Le Livre de Poche SF, 413 pages.

Frank Herbert - Destination : VideVO : Destination: Void. Auteur qui a une place très modeste dans la bibliothèque du Tigre, et j’imagine avoir choisi le meilleur de ce qu’il peut faire. Histoire ambitieuse et à certains endroits vertigineuse, le résultat est un roman qui n’a pas trop vieilli en traitant de sujets d’actualité (l’IA, le clonage à outrance). Dans le vide, personne ne vous entend crier, comme dirait Ripley.

Il était une fois…

Tous les quatrièmes de couverture me paraissent spoiler une partie de l’intrigue, aussi je vais tâcher d’éviter de sombrer sur ce dangereux récif.

Destination : Vide est l’histoire de quatre individus à bord d’un énorme vaisseau (près de deux kilomètres de long) censé arriver à Tau Ceti. Le but est de peupler ce système, aidé de nombreux corps en stase dans la nef spatiale. Hélas une avarie de l’engin va les obliger à substantiellement modifier leurs plans. Pour s’en sortir, ils n’auraient d’autre choix que de chercher à créer une intelligence artificielle capable de prendre les commandes de Terra (c’est le petit nom du vaisseau).

Critique de Destination : Vide

Tigre préfère l’annoncer tout de suite : si Frank Herbert est mondialement connu pour son cycle Dune, c’est bien la dernière chose que j’ai envie de lire. Car j’ai essayé, ça ne passe tout simplement pas. Comprends pas. Aussi je me suis attaqué à ce premier roman qui fait l’objet de suites de la part de l’auteur américain.

Puisque le scénario se révèle assez rapidement, n’ayons pas peur de spoiler comme un vilain petit cochon. Si ces individus ont été envoyés vers une lointaine planète, on apprendra rapidement que celle-ci est inhabitable. Et tout a été fait pour les mettre dans une panade incroyable dont ils peuvent uniquement s’extirper en mettant sur pied une intelligence artificielle à même de les guider. Mais pourquoi les envoyer dans le trou du cul de l’univers ? C’est là que ça devient magique : les précédentes expériences ont tellement bien réussi que l’Humanité s’est faite très très peur. Aussi il faut mieux faire ces expériences risquées loin de tout, comme un chat qui poserait sa crotte atomique au fond du jardin universel.

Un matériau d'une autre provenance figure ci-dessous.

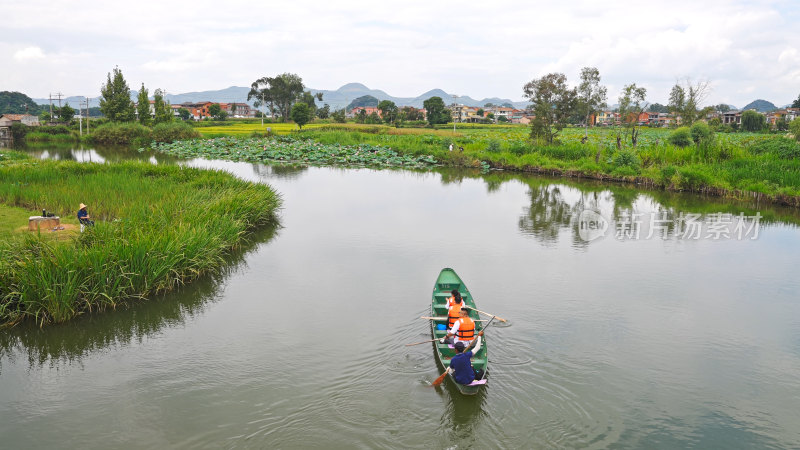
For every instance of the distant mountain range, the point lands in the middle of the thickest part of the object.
(342, 97)
(336, 99)
(760, 106)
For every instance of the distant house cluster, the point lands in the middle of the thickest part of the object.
(465, 114)
(472, 114)
(6, 120)
(199, 110)
(733, 117)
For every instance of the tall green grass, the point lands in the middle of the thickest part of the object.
(156, 228)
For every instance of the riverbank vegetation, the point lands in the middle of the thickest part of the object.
(156, 227)
(693, 159)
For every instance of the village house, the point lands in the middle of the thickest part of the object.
(368, 110)
(6, 120)
(732, 117)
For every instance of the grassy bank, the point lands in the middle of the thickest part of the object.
(288, 149)
(738, 165)
(732, 165)
(156, 228)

Et c’est à ce moment que l’œuvre prend une tournure franchement originale. Car nos attachants héros (qui sont en fait de vulgaires clones) vont se creuser la tête pour créer l’équivalent herbertien de Hal, en mélangeant considérations philosophiques et mathématiques complètement imbitables. J’ai cru que ces passages sont l’œuvre d’un fou furieux du style Maurice G. Dantec, mais en pire. Au final, l’alternance entre le quotidien spatial et l’architecture de la future IA est bien dosée, les 400 pages peuvent se lire comme 300 (entendez : lire en diagonale certains passages).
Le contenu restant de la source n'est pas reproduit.